WASHINGTON, D.C. — Shortening paths to degrees, getting rid of college deans and basing completion on what students learn instead of seat time were all proffered during a Congressional hearing on Wednesday as effective ways to stem the rising tide of college costs.
“Streamlining costs and reducing tuition in higher education is not just a good idea. It is essential to our future,” said Jamie Merisotis, president of the Lumina Foundation on Education and one of four witnesses who testified at a hearing titled “Keeping College Within Reach: Discussing Ways Institutions Can Streamline Costs and Reduce Tuition.”
The hearing was held Wednesday before the Higher Education and Workforce Training Subcommittee of the House of Representatives Committee on Education and the Workforce.
The partisanship that has rankled Washington politics lately and thwarted the recent Congressional effort to reduce the federal deficit remained evident throughout the hearing.

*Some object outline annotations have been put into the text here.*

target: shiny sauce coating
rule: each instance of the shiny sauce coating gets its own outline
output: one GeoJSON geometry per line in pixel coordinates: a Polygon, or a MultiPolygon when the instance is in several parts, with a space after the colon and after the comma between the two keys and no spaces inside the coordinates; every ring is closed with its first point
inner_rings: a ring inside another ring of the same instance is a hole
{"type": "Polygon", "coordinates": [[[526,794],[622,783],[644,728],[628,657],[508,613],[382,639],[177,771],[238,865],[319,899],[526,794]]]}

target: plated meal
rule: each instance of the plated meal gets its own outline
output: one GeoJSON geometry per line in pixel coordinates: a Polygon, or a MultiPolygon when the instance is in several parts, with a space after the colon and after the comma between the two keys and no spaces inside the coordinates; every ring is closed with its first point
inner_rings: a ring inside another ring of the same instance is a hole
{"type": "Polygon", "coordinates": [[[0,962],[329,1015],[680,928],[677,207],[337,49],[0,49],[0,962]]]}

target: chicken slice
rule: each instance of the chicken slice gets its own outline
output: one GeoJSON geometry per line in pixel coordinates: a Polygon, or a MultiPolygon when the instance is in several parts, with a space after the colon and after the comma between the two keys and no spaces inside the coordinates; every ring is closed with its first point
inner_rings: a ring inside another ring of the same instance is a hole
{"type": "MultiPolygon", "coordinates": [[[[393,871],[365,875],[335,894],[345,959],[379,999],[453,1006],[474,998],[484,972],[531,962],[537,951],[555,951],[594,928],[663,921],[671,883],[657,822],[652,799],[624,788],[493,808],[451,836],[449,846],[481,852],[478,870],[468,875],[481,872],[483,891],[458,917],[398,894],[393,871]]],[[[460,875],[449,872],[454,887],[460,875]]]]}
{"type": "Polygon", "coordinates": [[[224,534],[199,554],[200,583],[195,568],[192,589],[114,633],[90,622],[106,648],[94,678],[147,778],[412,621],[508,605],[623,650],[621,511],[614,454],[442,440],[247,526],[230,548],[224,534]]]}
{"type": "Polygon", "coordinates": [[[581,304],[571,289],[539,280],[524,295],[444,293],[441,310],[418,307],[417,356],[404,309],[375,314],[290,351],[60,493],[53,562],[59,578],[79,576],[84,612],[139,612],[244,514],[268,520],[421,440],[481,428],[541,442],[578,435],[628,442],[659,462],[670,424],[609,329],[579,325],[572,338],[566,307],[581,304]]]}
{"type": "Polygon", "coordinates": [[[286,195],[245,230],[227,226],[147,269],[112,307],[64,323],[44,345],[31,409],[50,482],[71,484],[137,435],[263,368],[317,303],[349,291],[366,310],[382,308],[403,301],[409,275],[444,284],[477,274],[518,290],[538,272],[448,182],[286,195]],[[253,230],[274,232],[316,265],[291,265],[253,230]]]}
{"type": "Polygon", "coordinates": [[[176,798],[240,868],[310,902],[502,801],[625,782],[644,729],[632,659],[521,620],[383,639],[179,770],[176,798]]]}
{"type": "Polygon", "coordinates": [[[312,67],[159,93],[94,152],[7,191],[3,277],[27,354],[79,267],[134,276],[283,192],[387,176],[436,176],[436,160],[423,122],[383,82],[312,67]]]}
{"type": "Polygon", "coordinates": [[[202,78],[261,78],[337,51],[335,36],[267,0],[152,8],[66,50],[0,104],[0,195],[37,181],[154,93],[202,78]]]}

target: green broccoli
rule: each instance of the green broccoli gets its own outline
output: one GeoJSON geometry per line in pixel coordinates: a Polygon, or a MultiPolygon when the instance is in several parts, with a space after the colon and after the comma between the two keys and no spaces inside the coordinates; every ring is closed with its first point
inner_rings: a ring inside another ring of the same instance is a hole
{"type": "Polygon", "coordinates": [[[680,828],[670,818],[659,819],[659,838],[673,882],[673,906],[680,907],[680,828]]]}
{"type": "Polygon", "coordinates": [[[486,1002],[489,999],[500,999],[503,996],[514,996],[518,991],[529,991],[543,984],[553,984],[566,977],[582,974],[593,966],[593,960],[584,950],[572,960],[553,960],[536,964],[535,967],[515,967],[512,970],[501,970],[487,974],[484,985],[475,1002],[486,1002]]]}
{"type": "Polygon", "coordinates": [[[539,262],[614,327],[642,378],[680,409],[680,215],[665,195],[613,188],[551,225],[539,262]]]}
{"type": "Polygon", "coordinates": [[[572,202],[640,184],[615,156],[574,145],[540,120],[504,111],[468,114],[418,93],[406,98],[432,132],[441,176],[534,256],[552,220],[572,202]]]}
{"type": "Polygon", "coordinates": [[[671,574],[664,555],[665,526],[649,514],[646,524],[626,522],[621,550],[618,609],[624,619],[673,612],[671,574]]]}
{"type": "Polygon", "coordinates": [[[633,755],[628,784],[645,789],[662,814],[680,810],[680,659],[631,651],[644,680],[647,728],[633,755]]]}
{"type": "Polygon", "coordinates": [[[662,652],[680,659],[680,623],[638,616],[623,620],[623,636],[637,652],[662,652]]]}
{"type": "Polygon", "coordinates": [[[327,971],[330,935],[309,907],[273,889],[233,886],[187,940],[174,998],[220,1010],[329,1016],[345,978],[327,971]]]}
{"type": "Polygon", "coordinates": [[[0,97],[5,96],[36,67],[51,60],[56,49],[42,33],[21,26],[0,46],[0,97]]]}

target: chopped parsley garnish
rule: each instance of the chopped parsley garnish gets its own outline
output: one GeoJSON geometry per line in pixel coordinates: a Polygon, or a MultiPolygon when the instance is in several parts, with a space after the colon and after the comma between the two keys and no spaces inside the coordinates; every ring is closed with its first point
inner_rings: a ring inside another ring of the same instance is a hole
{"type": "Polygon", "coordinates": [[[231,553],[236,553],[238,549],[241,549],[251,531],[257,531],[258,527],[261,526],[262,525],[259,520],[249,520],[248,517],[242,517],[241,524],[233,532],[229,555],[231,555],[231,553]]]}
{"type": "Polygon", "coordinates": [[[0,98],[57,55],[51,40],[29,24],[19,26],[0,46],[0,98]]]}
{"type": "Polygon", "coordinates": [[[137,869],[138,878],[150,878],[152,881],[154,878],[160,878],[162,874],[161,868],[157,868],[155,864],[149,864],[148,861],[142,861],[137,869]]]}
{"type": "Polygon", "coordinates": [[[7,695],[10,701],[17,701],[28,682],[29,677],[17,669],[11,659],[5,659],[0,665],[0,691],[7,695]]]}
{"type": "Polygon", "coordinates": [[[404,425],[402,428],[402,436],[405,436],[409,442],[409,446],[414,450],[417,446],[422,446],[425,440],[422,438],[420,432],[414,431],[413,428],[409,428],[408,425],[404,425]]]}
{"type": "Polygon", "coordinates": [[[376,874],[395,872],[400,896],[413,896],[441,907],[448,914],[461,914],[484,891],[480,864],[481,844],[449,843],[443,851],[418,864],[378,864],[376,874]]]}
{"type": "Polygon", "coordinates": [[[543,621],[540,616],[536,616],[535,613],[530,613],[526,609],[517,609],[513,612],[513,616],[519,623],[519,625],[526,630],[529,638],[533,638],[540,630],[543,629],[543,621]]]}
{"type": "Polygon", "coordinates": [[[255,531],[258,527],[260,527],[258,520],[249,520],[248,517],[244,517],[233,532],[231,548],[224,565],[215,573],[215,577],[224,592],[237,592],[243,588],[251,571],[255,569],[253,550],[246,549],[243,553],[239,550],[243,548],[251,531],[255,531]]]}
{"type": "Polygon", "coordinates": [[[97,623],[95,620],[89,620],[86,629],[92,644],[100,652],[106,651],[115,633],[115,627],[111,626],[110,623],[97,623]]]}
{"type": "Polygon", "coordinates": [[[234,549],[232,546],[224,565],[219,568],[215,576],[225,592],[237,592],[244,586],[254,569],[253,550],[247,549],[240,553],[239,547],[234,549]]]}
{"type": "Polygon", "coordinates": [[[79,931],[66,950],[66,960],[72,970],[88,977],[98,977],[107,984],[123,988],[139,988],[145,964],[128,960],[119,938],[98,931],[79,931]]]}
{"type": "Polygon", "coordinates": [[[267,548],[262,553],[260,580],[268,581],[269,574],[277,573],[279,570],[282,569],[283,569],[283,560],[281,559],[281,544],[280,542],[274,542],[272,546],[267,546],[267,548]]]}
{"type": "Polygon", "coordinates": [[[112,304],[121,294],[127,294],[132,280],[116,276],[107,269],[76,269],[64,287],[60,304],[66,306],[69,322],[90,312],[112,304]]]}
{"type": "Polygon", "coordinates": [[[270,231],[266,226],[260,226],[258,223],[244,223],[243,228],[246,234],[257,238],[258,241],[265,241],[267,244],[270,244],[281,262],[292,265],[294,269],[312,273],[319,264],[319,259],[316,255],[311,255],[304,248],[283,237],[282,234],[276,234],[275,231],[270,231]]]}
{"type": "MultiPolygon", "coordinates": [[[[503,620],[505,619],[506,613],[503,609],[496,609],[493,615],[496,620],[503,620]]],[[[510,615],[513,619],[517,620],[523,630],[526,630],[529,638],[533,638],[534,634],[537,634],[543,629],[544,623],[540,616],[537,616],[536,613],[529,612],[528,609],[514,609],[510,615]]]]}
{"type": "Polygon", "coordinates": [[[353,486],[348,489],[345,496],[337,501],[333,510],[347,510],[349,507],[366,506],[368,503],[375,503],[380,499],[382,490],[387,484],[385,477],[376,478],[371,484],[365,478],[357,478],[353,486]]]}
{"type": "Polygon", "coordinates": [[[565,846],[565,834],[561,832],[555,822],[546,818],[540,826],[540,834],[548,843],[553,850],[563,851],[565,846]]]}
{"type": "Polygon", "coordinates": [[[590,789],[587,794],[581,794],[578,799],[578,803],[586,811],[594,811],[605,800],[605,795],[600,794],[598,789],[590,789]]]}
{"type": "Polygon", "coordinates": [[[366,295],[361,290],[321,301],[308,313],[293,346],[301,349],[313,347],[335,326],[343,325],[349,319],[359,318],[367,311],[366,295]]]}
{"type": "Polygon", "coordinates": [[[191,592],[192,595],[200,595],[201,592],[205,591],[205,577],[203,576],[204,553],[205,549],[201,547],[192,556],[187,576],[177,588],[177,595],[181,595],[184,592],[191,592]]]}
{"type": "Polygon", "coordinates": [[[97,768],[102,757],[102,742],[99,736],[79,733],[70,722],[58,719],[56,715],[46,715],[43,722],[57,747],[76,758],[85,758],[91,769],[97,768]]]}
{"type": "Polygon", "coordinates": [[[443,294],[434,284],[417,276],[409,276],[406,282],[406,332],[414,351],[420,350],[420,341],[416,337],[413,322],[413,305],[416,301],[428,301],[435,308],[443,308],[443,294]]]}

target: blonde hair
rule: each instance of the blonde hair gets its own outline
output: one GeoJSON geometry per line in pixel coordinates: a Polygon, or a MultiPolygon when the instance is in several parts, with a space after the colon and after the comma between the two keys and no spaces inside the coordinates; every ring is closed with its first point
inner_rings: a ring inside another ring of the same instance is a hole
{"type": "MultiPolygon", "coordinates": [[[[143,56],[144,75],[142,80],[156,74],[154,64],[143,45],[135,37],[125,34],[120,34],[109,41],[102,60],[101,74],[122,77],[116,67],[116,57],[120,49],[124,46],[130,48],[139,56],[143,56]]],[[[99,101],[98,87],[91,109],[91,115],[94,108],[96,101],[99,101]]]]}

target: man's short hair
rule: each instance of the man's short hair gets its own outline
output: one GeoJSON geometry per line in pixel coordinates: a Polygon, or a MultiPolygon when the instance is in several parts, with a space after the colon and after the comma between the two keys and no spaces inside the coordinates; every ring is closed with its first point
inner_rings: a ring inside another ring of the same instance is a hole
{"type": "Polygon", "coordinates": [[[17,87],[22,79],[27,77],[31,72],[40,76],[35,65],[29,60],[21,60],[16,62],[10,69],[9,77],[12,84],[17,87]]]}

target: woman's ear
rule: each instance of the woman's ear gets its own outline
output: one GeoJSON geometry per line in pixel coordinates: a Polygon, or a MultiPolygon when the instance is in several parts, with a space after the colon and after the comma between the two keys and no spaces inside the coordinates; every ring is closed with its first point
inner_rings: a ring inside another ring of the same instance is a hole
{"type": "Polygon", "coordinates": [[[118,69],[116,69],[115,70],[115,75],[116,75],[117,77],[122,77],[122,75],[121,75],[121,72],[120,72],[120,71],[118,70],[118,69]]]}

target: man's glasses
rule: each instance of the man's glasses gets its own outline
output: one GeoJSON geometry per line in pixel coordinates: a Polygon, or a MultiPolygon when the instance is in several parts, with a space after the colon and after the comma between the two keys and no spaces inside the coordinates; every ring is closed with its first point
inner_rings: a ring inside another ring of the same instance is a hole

For instance, in her opening statement, Rep. Virginia Foxx, R-N.C., chairwoman of the subcommittee, cast aspersions on the Obama administration’s initiatives to make college more affordable, such as a recent debt relief measure and the 2009 elimination of banks from the student loan process.
“Clearly, the rise in the cost of higher education in the United States is a problem, but the answer cannot be found in loan forgiveness gimmicks or a federal takeover of the student loan industry,” Foxx said.
Ranking subcommittee member Rep. Ruben Hinojosa, D-Texas, however, credited his fellow Democrats during the 111th Congress for ending the bank-based Federal Family Education Loan Program and replacing it with the William D. Ford Direct Loan program, “making federal college loans more stable and efficient at no cost to taxpayers.”